Saâdane doit avoir aujourd’hui les mêmes pensées que l’Emir Abdelkader à Ghazaouet, Messali à Tlemcen ou Bouteflika partout où il va : «Ce peuple ne mérite pas qu’on lui donne un pays et un cœur ou même des chaussures».
Sauf que Saâdane, à la différence, a été élu, choisi, aimé et porté sur les épaules. Et c’est ce qu’on oublie aujourd’hui, partout dans le pays où le corps de l’entraîneur de l’EN est distribué en morceaux pour être mangé cru. Cet Algérien qui a su soulever un peuple sans le manipuler ou le menacer, qui nous a donné les plus grosses joies depuis des décennies, qui nous a unis contre ce qui n’est pas nous, qui nous a redonné une nationalité, un drapeau et une fierté même lorsqu’on n’était pas nés en Algérie, cet homme est aujourd’hui pourchassé partout, insulté et accusé d’avoir dilapidé l’Indépendance. C’est ainsi : nous sommes un peuple extrême et comme tous les peuples, nous avons l’index long et la mémoire courte.
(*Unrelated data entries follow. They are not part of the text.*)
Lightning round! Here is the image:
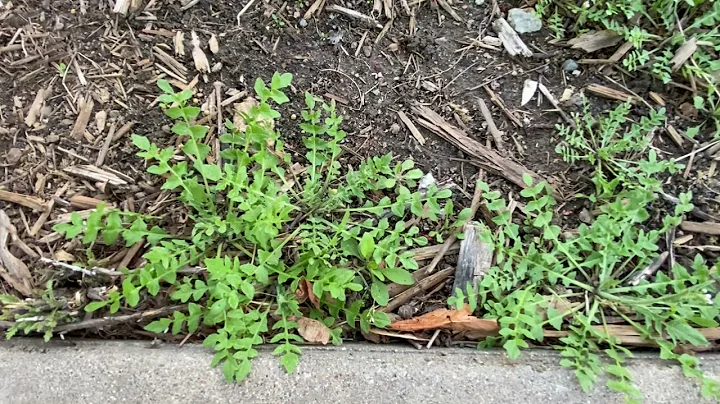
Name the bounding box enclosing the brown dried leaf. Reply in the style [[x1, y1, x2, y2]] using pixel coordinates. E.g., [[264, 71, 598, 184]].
[[297, 317, 330, 345], [390, 305, 500, 335]]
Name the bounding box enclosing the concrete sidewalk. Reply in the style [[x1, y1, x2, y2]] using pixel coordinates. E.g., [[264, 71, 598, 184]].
[[0, 339, 720, 404]]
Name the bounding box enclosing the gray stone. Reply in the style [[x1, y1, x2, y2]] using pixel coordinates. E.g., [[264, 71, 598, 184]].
[[508, 8, 542, 34], [563, 59, 580, 73]]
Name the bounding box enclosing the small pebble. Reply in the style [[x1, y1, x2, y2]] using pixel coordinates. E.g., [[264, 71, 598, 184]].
[[563, 59, 580, 73]]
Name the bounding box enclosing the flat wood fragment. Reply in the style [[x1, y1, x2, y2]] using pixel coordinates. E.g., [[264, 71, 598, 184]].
[[667, 125, 683, 147], [0, 209, 33, 296], [412, 243, 460, 261], [568, 30, 622, 53], [0, 190, 48, 212], [25, 88, 45, 126], [477, 98, 507, 154], [63, 164, 128, 186], [325, 4, 383, 29], [585, 84, 639, 104], [680, 220, 720, 236], [670, 37, 697, 72], [70, 95, 95, 141], [437, 0, 462, 22], [412, 103, 559, 197], [190, 31, 210, 73], [68, 195, 106, 209], [493, 18, 532, 57], [380, 267, 455, 313], [397, 111, 425, 146], [452, 223, 493, 294]]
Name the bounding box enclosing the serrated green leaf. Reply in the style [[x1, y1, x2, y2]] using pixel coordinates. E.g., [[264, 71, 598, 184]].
[[144, 318, 172, 334], [370, 280, 390, 306], [360, 232, 375, 259]]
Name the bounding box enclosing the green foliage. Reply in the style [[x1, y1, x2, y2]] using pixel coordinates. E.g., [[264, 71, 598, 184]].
[[449, 105, 720, 402], [25, 73, 469, 381], [0, 281, 70, 342], [535, 0, 720, 131]]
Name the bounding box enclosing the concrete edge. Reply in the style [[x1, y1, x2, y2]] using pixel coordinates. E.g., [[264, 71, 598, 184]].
[[0, 339, 720, 404]]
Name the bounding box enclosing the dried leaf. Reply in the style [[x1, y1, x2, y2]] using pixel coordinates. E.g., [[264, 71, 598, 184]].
[[0, 209, 33, 296], [390, 305, 499, 335], [297, 317, 330, 345], [520, 79, 538, 106], [670, 38, 697, 72], [568, 30, 622, 53]]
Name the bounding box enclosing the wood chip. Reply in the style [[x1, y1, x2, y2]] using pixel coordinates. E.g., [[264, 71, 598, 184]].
[[520, 79, 538, 106], [680, 220, 720, 236], [69, 195, 106, 209], [568, 30, 622, 53], [452, 223, 494, 293], [493, 18, 532, 57], [670, 37, 697, 72], [585, 84, 639, 104], [477, 98, 507, 154], [25, 88, 45, 127], [190, 31, 210, 73], [412, 104, 559, 197], [70, 95, 95, 141], [325, 4, 383, 29], [173, 31, 185, 56], [208, 34, 220, 54], [0, 190, 48, 212], [667, 125, 683, 147], [0, 209, 33, 296], [390, 305, 500, 336], [63, 164, 128, 186], [397, 111, 425, 146]]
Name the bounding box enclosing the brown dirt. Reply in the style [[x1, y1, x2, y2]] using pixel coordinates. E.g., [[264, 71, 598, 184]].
[[0, 0, 719, 336]]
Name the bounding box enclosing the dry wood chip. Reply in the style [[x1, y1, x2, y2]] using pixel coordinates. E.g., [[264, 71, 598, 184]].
[[568, 30, 622, 53], [173, 31, 185, 56], [191, 31, 210, 73], [520, 79, 538, 106], [412, 104, 559, 197], [0, 190, 48, 212], [325, 2, 383, 29], [25, 88, 45, 126], [69, 195, 105, 209], [453, 223, 494, 292], [70, 95, 95, 141], [297, 317, 330, 345], [208, 34, 220, 54], [0, 209, 33, 296], [398, 111, 425, 146], [680, 220, 720, 236], [585, 84, 639, 104], [493, 18, 532, 57], [670, 37, 697, 72], [63, 164, 128, 186]]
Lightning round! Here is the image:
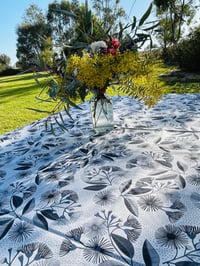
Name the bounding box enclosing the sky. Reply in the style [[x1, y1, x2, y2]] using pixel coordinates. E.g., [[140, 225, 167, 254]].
[[0, 0, 155, 66]]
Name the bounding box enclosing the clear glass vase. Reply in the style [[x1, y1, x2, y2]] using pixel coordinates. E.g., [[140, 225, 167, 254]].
[[90, 94, 113, 133]]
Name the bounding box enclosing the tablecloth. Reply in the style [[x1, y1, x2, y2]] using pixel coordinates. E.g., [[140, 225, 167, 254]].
[[0, 93, 200, 266]]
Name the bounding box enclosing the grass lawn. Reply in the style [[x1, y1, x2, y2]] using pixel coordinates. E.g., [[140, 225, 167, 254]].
[[0, 74, 54, 134], [0, 62, 200, 135]]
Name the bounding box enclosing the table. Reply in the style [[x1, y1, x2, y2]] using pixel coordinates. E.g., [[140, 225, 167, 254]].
[[0, 94, 200, 266]]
On a demandé à un entraîneur de foot et à une équipe de nous décharger du poids de tout un pays en semi-échec permanent et on a demandé à des matchs de nous faire marcher sur la lune, sans rien réinventer que des hourras pour se propulser dans l’espace. Et lorsque ça n’arrive plus, on accuse. On accuse Saâdane d’être trop payé, de ne pas savoir nous entraîner vers les hauteurs. Dommage : cela a un nom et cela s’appelle l’ingratitude. Certes cet homme aurait dû partir dès la fin du Mondial, mais cela n’excuse en rien les insultes et l’hallali populaire et la lapidation. Cet homme n’est pas président d’une république. Il est injuste de l’accuser de ce qu’on n’ose pas dire à l’AUTRE et à tout un système. Lui au moins, il nous fait rire et nous a rendu le nez là où tout un Etat nous goinfre avec de la viande importée pour nous expliquer que c’est ça l’indépendance.
On accuse cet homme de ne plus nous porter sur son épaule et de ne pas nous garder dans les airs alors que c’est la mission d’un Etat, de ses institutions de culture et de loisirs, ses élites et ses amuseurs qui doivent en assurer la lévitation collective. Bien que la déception est immense : elle est à la mesure de toutes les déceptions depuis les premiers biens vacants. Et il n’est pas facile de revenir à la terre quand ce n’est plus qu’un sol et une pesanteur. Bien sûr que nous voulons être fiers, heureux et en altitude tout le temps, mais cela il faut le construire et l’exiger d’un pouvoir pas de Saâdane et de sa vieillesse.
Cet homme nous a fait rêver et nous le lui rendons en monnaie de cauchemars. Dommage. Cela fait peur ce genre de gloire cannibale. Il est même trop facile de demander à Saâdane de démissionner, de ne pas se présenter à un 3ème mandat, de partir sous les insultes et laisser place à plus compétent, de nous fabriquer un beau pays au lieu de l’importer, de nous faire rêver, de bien s’entourer et pas de ministres herbivores ou de ne pas trafiquer des élections, frauder des statistiques et nous regarder d’en haut comme si nous étions un peuple en trop sur une terre privée. C’est facile quand il s’agit de Saâdane et pas de l’autre système et de nous tous. Voir cet homme partir sous les semelles alors qu’il nous a donné des ailes, fait de la peine. C’est cet homme pourtant qui a fabriqué la vraie fin de la décennie 90, et seulement avec les pieds et sans référendum. Rappelez-vous, il y a une année, le 18 novembre. Avant vous étiez tous des colonisés de la tristesse nationale.